Voor een uitgebreide recensie is het nog te vroeg, maar in Amsterdam vindt dezer dagen een cultureel hoogfeest plaats waar men over Europa als culturele ruimte wil spreken en dat valt toe te juichen. Wel stel ik me soms vragen bij de graad van kennis van de geschiedenis van die lidstaten, bij mensen als Tom Lanoye. Vandaar deze kanttekeningen.
De
geschiedenis, zegt men mij vaak, kan ons weinig leren want het is alles
duidelijk, terwijl ikzelf vaak verrast ben als ik me verdiep in het betere
werk, want dan blijkt het mogelijk dat er nieuwe inzichten ontstaan, die
weliswaar niet de geschiedenis herschrijven, maar toch, zo blijkt, bepaalde
hoofdstukken in een ander daglicht plaatsen en op die manier er dan toch toe
aanzetten een en ander te herzien.
Wat
met Metternich? Case closed, hoor ik menigeen al brommen, want Metternich dat
was de buldog van Habsburg die strak de hand hield aan de censuur en zo meteen
maar iedereen liet verstaan dat men maar weinig ruimte had voor vrije expressie
of vrije uitwisseling van ideeën. Zoals wel vaker blijkt het beeld dat men
graag koestert van een andere tijd, van een figuur niet geheel in
overeenstemming met de werkelijkheid. De reden blijkt al te vaak dat we ons
vaak baseren op enkele bronnen die hetzelfde verhaal vertellen, zonder dat we
nagaan of die wel kloppen. Vreemd blijft die vaststelling anders wel genoeg,
want we weten dat mensen niet om het even wat vertellen, wel integendeel.
Historische
kritiek lijkt helemaal afgevoerd en zelfs historici die in de journalistiek
gesukkeld zijn bezondigen zich fluks aan een gebrek aan kritische reflectie.

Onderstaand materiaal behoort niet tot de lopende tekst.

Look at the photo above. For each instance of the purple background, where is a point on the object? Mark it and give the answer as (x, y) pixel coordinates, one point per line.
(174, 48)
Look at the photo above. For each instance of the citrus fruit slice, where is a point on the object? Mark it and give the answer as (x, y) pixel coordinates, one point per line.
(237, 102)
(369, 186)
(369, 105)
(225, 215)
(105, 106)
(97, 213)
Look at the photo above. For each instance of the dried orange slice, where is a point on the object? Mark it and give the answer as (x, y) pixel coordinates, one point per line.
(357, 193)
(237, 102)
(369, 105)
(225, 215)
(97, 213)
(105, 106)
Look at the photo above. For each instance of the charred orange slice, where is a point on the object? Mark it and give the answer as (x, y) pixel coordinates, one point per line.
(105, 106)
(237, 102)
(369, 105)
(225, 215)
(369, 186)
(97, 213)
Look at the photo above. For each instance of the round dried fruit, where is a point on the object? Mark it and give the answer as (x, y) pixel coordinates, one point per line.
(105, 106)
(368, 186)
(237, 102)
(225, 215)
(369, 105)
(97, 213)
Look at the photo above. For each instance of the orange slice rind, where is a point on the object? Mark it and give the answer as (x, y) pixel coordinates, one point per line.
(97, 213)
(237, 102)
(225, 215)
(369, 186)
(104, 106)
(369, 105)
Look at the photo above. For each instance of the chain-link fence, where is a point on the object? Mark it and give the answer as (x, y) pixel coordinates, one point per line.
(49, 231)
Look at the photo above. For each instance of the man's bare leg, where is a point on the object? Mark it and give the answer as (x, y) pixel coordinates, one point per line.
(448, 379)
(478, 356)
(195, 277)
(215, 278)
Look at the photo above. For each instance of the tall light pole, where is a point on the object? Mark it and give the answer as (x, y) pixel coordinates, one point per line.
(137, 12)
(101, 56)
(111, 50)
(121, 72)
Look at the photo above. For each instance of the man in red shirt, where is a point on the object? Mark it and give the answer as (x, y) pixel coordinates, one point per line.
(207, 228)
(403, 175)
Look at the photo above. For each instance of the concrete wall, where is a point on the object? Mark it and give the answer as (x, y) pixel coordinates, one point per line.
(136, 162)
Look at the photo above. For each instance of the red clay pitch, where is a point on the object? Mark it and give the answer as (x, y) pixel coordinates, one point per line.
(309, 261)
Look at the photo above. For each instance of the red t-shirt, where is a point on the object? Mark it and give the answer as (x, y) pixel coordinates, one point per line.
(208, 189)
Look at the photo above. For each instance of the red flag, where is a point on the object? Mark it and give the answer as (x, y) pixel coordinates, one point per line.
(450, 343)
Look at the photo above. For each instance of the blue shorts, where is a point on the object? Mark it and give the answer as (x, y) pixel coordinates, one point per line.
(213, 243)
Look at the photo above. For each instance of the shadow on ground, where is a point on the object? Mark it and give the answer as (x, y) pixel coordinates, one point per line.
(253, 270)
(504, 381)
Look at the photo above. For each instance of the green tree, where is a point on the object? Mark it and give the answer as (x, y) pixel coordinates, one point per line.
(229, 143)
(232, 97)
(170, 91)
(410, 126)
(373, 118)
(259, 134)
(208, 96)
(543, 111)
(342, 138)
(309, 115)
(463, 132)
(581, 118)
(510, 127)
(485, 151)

Men wijt het vaak aan de werkdruk, maar de herinneringsindustrie rond WO I gaat
nogal gemakzuchtig om met de verhaaltjes. De kwestie is, denk ik, dat men,
zoals Sophie De Schaepdrijver het voorstelt, de oorlog in het Oosten van Europa
gewoon negeert en zelfs de oorlog in het Westen reduceert tot de frontlijn waar
het minst is gevochten, het IJzerfront. Rond Ieper werd al heel wat meer
gevochten, vergeefs en het gevolg van koppige legerchefs die dachten dat ze de
tegenstander eventjes konden doen plooien. Wijtschate? Passendale is wereldwijd
bekend in Vlaanderen en bij de Britse organisaties van oudstrijders en hun
nazaten. De slag bij Verdun was ook het gevolg van koppigheid, maar Philippe
Pétain bewees daar wel dat hij een onmogelijke situatie door goede logistieke
organisatie kon omkeren.
De
oorlog was een voortdurend leerproces, waarbij ook bedenkelijke wapens werden
ingezet, zoals Yperiet, het gas waarmee men de tegenstander wilde uitschakelen,
want vooral de Duitse legerleiding begreep dat ze op zeker ogenblik niet meer
over voldoende staal en koper zouden beschikken voor het aanmaken van wapens en
munitie. Maar ook de Duitse legerleiding kende het belang van logistiek om
slagen te winnen en wist dat zonder goede logistieke organisatie de oorlog
verloren zou zijn.
De
gedachte dat alleen Duitsland een oorlog wilde voeren, eventueel gesteun door
Oostenrijk-Hongarije strookt niet met de werkelijkheid, zoals Christopher Clark
heeft uiteen gezet en ook voordien waren er al historici die opmerkten dat
Frankrijk zowel diplomatiek als militair bezig was de oorlog voor te bereiden.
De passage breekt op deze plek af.